- Born: April 2, 1899 Brooklyn, New York City, New York, U.S.
- Died: September 16, 1971 (aged 72) Los Angeles, California, U.S.
- Years active: 1921-1971

= William Garity =

American inventor and audio engineer

William E. Garity (April 2, 1899 – September 16, 1971) was an American inventor and audio engineer who attended the Pratt Institute before going to work for Lee De Forest around 1921. Garity worked with DeForest on the Phonofilm sound-on-film system until 1927, when Pat Powers hired Garity to develop a sound system closely based upon Phonofilm that Powers called Powers Cinephone.

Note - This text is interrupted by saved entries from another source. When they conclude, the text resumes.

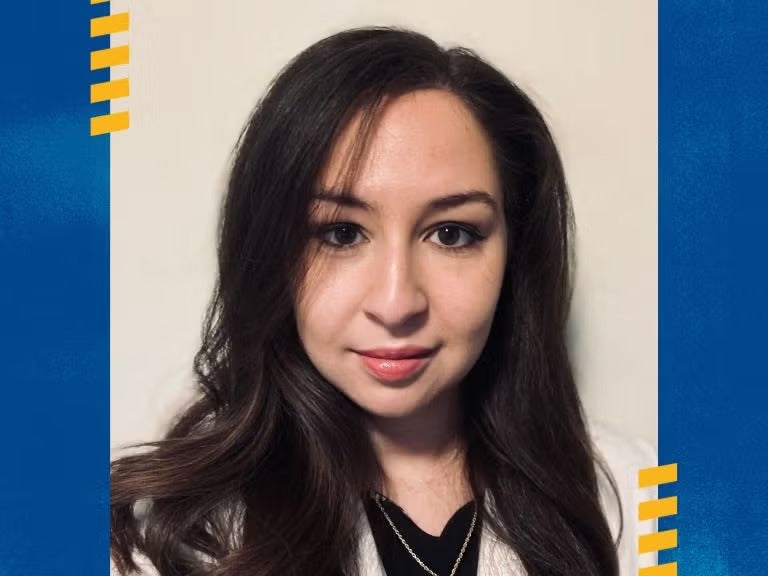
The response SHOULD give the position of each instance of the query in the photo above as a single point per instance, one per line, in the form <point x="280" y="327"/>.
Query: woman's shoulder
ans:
<point x="623" y="455"/>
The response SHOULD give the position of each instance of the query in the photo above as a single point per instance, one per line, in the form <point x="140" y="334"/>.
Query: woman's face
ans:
<point x="402" y="287"/>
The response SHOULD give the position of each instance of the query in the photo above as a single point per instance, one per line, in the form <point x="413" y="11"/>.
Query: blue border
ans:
<point x="713" y="281"/>
<point x="54" y="295"/>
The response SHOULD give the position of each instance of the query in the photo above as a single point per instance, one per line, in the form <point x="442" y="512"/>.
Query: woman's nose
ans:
<point x="396" y="296"/>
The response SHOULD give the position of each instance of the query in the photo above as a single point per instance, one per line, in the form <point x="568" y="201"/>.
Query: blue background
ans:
<point x="713" y="281"/>
<point x="54" y="295"/>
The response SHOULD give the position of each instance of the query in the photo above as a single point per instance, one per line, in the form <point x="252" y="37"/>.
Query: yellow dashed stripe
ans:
<point x="109" y="123"/>
<point x="658" y="475"/>
<point x="109" y="24"/>
<point x="109" y="57"/>
<point x="669" y="569"/>
<point x="657" y="508"/>
<point x="109" y="90"/>
<point x="656" y="541"/>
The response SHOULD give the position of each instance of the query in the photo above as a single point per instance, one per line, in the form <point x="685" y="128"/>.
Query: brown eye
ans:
<point x="454" y="236"/>
<point x="342" y="235"/>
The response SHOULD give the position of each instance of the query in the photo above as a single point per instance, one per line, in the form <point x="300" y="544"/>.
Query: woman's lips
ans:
<point x="393" y="370"/>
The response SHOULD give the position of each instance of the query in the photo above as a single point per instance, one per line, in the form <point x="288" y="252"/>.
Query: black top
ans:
<point x="439" y="553"/>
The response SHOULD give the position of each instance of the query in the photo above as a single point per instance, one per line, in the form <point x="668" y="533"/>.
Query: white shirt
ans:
<point x="623" y="455"/>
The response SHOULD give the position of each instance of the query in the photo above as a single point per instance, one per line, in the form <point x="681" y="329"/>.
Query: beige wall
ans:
<point x="196" y="70"/>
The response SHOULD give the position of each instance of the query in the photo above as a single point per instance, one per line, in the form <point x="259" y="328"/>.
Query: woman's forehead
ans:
<point x="423" y="145"/>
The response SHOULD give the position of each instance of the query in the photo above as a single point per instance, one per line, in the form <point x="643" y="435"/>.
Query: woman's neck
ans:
<point x="423" y="461"/>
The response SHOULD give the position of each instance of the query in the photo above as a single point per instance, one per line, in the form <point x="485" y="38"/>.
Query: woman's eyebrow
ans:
<point x="437" y="204"/>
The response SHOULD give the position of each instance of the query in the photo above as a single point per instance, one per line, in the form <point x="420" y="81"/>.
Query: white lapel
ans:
<point x="496" y="558"/>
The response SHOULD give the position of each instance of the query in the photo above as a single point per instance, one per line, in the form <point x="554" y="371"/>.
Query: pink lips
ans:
<point x="393" y="364"/>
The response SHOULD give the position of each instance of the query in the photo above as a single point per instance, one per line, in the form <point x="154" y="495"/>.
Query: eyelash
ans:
<point x="474" y="236"/>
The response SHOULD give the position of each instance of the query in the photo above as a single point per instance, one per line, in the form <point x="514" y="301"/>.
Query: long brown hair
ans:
<point x="264" y="473"/>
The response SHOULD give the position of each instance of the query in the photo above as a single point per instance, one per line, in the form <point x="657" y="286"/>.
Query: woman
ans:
<point x="384" y="378"/>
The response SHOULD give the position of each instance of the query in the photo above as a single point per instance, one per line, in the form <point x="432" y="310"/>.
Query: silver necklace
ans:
<point x="378" y="498"/>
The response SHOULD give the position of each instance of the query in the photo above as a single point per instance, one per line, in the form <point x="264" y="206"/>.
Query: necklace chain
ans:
<point x="379" y="497"/>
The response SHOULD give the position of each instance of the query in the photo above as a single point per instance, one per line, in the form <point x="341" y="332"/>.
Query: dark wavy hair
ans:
<point x="264" y="473"/>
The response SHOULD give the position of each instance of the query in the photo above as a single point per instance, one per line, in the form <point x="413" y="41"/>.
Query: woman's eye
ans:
<point x="454" y="236"/>
<point x="341" y="235"/>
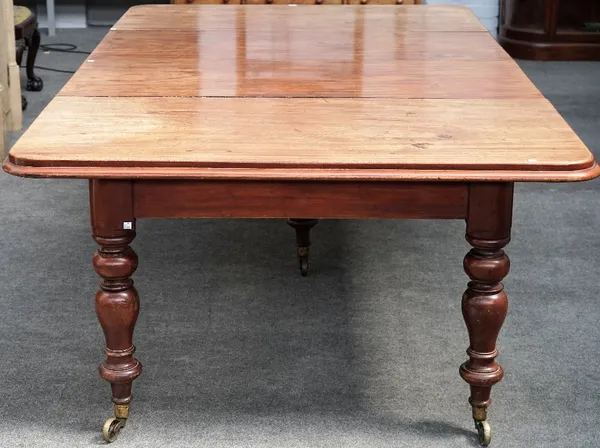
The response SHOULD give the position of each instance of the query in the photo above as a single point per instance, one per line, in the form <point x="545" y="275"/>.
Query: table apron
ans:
<point x="283" y="199"/>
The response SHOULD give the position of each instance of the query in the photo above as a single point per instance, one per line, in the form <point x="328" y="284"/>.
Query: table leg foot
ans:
<point x="302" y="227"/>
<point x="117" y="307"/>
<point x="112" y="427"/>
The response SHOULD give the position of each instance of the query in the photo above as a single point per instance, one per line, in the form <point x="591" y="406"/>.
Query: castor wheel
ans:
<point x="111" y="429"/>
<point x="303" y="267"/>
<point x="35" y="84"/>
<point x="303" y="259"/>
<point x="484" y="431"/>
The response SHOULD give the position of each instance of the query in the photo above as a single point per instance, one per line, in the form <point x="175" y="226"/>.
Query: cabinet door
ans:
<point x="10" y="93"/>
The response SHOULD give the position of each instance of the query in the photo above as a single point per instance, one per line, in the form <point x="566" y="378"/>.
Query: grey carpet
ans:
<point x="240" y="351"/>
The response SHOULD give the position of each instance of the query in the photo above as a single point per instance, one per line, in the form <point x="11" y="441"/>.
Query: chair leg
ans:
<point x="20" y="50"/>
<point x="303" y="227"/>
<point x="34" y="83"/>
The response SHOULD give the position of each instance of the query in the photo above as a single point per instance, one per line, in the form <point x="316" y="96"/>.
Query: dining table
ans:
<point x="303" y="112"/>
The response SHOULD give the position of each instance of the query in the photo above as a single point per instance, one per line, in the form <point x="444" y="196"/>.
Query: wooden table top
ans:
<point x="306" y="92"/>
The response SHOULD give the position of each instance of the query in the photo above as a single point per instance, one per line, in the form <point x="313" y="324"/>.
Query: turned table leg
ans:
<point x="302" y="227"/>
<point x="117" y="301"/>
<point x="484" y="303"/>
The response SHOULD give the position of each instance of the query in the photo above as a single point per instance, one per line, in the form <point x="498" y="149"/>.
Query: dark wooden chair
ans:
<point x="27" y="37"/>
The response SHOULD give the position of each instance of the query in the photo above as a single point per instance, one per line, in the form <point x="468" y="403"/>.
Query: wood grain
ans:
<point x="406" y="93"/>
<point x="210" y="17"/>
<point x="227" y="199"/>
<point x="302" y="133"/>
<point x="417" y="65"/>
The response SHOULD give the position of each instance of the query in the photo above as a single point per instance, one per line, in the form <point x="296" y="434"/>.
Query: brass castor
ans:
<point x="303" y="259"/>
<point x="484" y="431"/>
<point x="112" y="427"/>
<point x="35" y="84"/>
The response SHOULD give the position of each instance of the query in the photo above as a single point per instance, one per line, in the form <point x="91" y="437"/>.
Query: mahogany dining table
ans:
<point x="309" y="112"/>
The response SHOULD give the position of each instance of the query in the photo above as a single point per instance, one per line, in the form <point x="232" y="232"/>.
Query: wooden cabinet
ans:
<point x="10" y="85"/>
<point x="551" y="29"/>
<point x="300" y="2"/>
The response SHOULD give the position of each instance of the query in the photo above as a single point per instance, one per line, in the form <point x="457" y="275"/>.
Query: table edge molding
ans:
<point x="301" y="174"/>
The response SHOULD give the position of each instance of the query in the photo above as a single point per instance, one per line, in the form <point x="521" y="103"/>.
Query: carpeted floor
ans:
<point x="240" y="351"/>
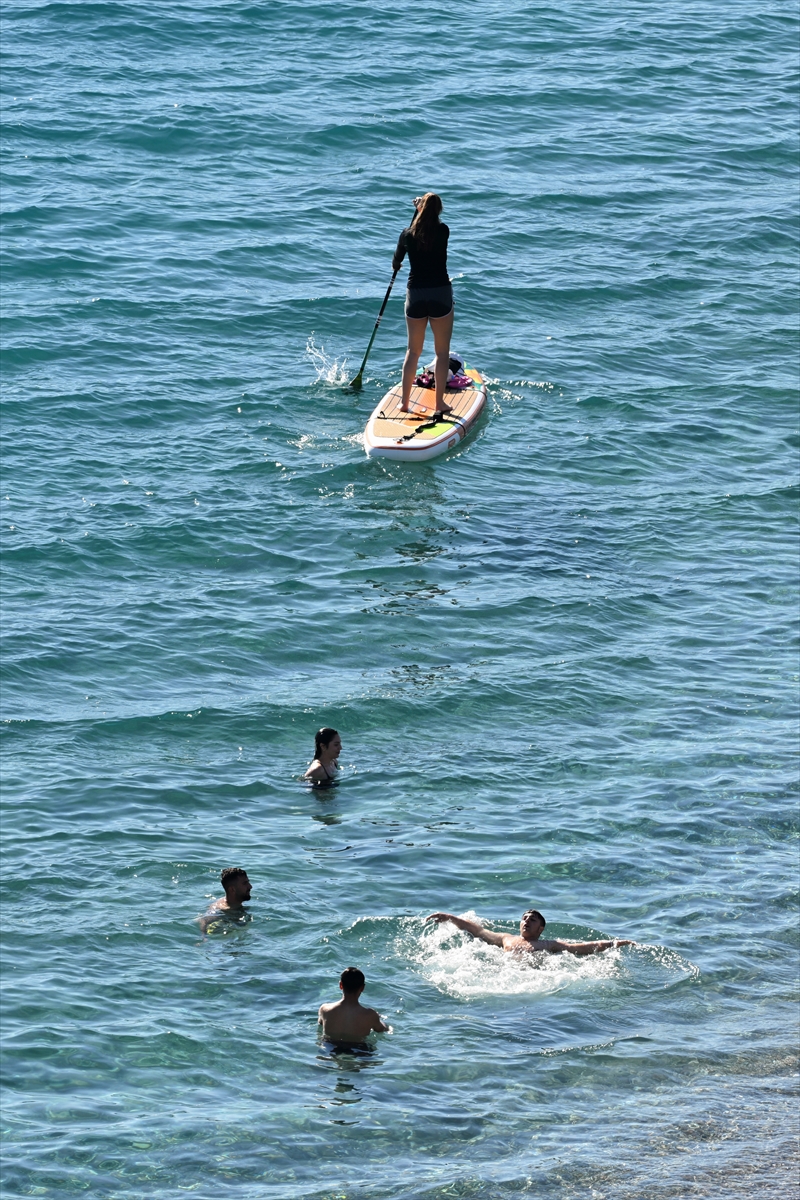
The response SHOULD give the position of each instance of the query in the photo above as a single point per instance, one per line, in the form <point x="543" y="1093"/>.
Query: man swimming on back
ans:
<point x="347" y="1020"/>
<point x="529" y="940"/>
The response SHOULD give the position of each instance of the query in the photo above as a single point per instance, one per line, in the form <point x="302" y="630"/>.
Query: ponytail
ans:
<point x="427" y="219"/>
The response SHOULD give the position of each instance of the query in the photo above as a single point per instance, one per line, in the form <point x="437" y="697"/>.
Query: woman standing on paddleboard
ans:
<point x="429" y="293"/>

Garity is best known for his employment at Walt Disney Studios, which used the Cinephone system in the late 1920s and early 30s. In 1937, also at the Disney Studios, Garity developed the multiplane camera first used to shoot Snow White and the Seven Dwarfs. Ub Iwerks, having left Disney to work at his own studio, developed an unrelated multiplane camera, during this same time period.

In 1940, Garity developed Fantasound, an early stereophonic surround sound system for Disney's Fantasia. After leaving the Disney studio, Garity later became vice president and production manager for Walter Lantz Productions. He was inducted in the Disney Legends program in 1999.